The Brief Wondrous Life of Oscar Wao, Junot Diaz

Riverhead, 2007, 340 pages, C$15.50 tpb, ISBN 978-1-59448-329-5
During the summer of 2008, the drums of the genre-SF critics starting passing along shocking news: for the second year in a row, the Pulitzer prize for fiction had been given to a geek-friendly book. A year after Cormac McCarthy’s The Road, it was Junot Diaz’s turn to walk away with the prize for The Brief Wondrous Life of Oscar Wao, a mainstream novel about a genre-obsessed nerd. After earning raves from the mainstream press, the novel then proceeded to win over SF reviewers, who got a copy from the general fiction stacks and Declared It Good.
There are plenty of reasons to be so enthusiastic: Diaz’s first novel is an enthralling mix of multi-generational family history, immigrant experience, macho storytelling and geek references. It’s got a little bit of magical realism in-between tales of the Dominican diaspora and American geek name-dropping.
At a distance, the story is simple, as narrator Yunior tells the story of the titular life of Oscar Wao, a former roommate whose life was shaped both by a terminal case of geekness and a family curse dating back to 1940s Dominican Republic. The story moves both forward and backwards in time, following Oscar in one direction as his life begins in 1974, and up generations as the tale discusses Oscar’s Mother’s childhood and then deeper in time to Oscar’s Grandfather’s life immediately after World War 2. Three shadows always loom over the narrative: Oscar’s own shortcomings (especially in the romance department), the terrible legacy of Dominican dictator Rafael Trujillo and the even more unnerving menace of the fukú curse placed over Oscar’s family. As the title suggests, the story may not have an entirely happy ending.
But don’t get the impression that this a dour novel, because The Brief Wondrous Life of Oscar Wao shines brightest when the narrator’s confidently sarcastic voice goes riffing on the beauty of Dominican women, the absurdities of life under Trujillo or Oscar’s burgeoning nerdiness. Yunior, we’re supposed to understand, is the type of pure Dominican male who hits the gym thrice weekly, knows the hippest clubs and leaves a trail of conquered women. (If the novel will have a weakness for some readers, it’s that it’s written in a very masculine voice.) Yet when comes the time to tell the story of Oscar , nothing short of SF&F references will allow Yunior (who refers to himself as a Watcher) to do justice to the tale. So one gets to read passages such as…
Beli, who’d been waiting for something exactly like her body her whole life, was sent over the moon by what she now knew. By the undeniable concreteness of her desirability which was, in its own way, Power. Like the accidental discovery of the One Ring. Like stumbling into the wizard Shazam’s cave or finding the crashed ship of the Green Lantern! [P.94]

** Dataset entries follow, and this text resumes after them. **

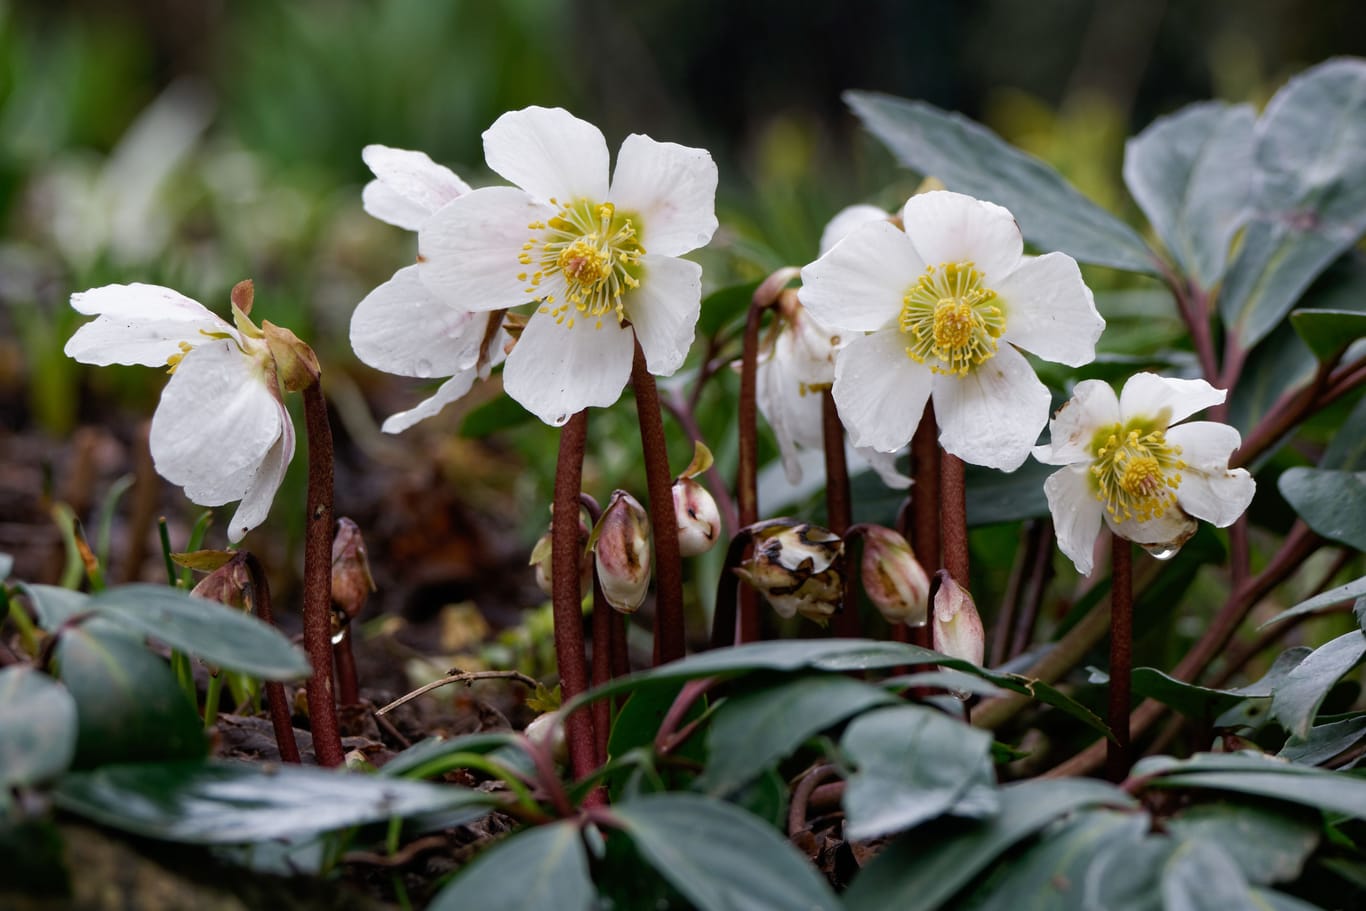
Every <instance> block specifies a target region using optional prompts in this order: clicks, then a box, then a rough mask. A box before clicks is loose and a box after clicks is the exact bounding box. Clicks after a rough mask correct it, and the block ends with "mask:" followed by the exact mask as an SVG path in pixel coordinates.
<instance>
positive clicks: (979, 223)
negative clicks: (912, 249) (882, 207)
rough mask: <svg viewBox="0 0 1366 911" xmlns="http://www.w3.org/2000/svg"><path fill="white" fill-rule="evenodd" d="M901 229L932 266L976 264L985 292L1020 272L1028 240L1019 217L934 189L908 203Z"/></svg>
mask: <svg viewBox="0 0 1366 911" xmlns="http://www.w3.org/2000/svg"><path fill="white" fill-rule="evenodd" d="M902 224H903V225H904V227H906V235H907V236H908V238H910V239H911V243H912V244H914V246H915V250H917V253H919V254H921V257H922V258H923V260H925V262H926V264H928V265H932V266H937V265H941V264H945V262H971V264H973V265H974V266H977V270H978V272H981V273H982V276H984V279H985V281H986V287H989V288H992V287H996V283H997V281H1000V280H1001V279H1004V277H1005V276H1007V275H1009V273H1011V272H1014V270H1015V268H1016V266H1018V265H1019V260H1020V254H1022V253H1023V251H1025V239H1023V238H1022V236H1020V229H1019V225H1018V224H1015V216H1012V214H1011V213H1009V210H1007V209H1003V208H1001V206H999V205H996V204H994V202H984V201H981V199H974V198H973V197H966V195H963V194H962V193H949V191H948V190H934V191H932V193H921V194H918V195H914V197H911V198H910V199H907V201H906V208H903V209H902Z"/></svg>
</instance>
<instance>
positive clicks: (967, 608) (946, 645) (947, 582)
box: [933, 570, 986, 665]
mask: <svg viewBox="0 0 1366 911" xmlns="http://www.w3.org/2000/svg"><path fill="white" fill-rule="evenodd" d="M938 578H940V587H938V591H936V593H934V634H933V635H934V650H936V651H938V653H940V654H947V656H949V657H951V658H963V660H966V661H971V662H973V664H977V665H979V664H982V661H984V660H985V658H986V632H985V631H984V630H982V617H981V616H979V615H978V613H977V605H975V604H973V595H971V594H968V593H967V589H964V587H963V586H960V585H959V583H958V582H955V580H953V576H951V575H949V574H948V570H940V571H938Z"/></svg>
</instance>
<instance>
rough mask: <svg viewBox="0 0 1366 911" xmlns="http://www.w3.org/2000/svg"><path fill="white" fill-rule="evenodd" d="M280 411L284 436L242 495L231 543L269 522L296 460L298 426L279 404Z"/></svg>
mask: <svg viewBox="0 0 1366 911" xmlns="http://www.w3.org/2000/svg"><path fill="white" fill-rule="evenodd" d="M276 404H277V406H279V408H280V437H279V438H277V440H276V441H275V444H273V445H272V447H270V449H269V451H268V452H266V453H265V458H264V459H262V460H261V463H260V464H258V466H257V467H255V471H254V473H253V474H251V479H250V482H249V483H247V489H246V490H245V492H243V494H242V503H239V504H238V511H236V512H234V514H232V520H231V522H229V523H228V541H229V542H231V544H236V542H238V541H240V539H242V535H245V534H246V533H247V531H250V530H251V529H254V527H257V526H258V524H261V523H262V522H265V516H266V514H269V512H270V504H272V503H275V494H276V492H277V490H279V489H280V482H281V481H284V470H285V468H288V467H290V460H291V459H294V423H291V422H290V412H288V411H285V410H284V406H283V404H281V403H279V402H276Z"/></svg>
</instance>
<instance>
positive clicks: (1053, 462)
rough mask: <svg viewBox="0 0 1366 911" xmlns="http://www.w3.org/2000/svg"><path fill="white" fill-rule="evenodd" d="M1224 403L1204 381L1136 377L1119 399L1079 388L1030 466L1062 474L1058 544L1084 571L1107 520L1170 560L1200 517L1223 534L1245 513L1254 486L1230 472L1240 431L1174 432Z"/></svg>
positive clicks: (1125, 388)
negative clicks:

If nothing else, The Brief Wondrous Life of Oscar Wao features the strongest narrator voice you’re likely to read this year, a near-perfect blend of literary ambitions and genre references. I don’t think I’ve ever read a novel quite like this, nor one that exemplifies some of the best aspects of (North-)American culture blending like this one. It’s both a terrific mainstream novel and an even more fulfilling geek-friendly novel. A full understanding of the novel is probably impossible outside comic-friendly hip Dominican readers, but don’t let that dissuade you from giving this novel a read. It’s got much to teach to anyone who thinks the values of mainstream literature are incompatible with genre readers.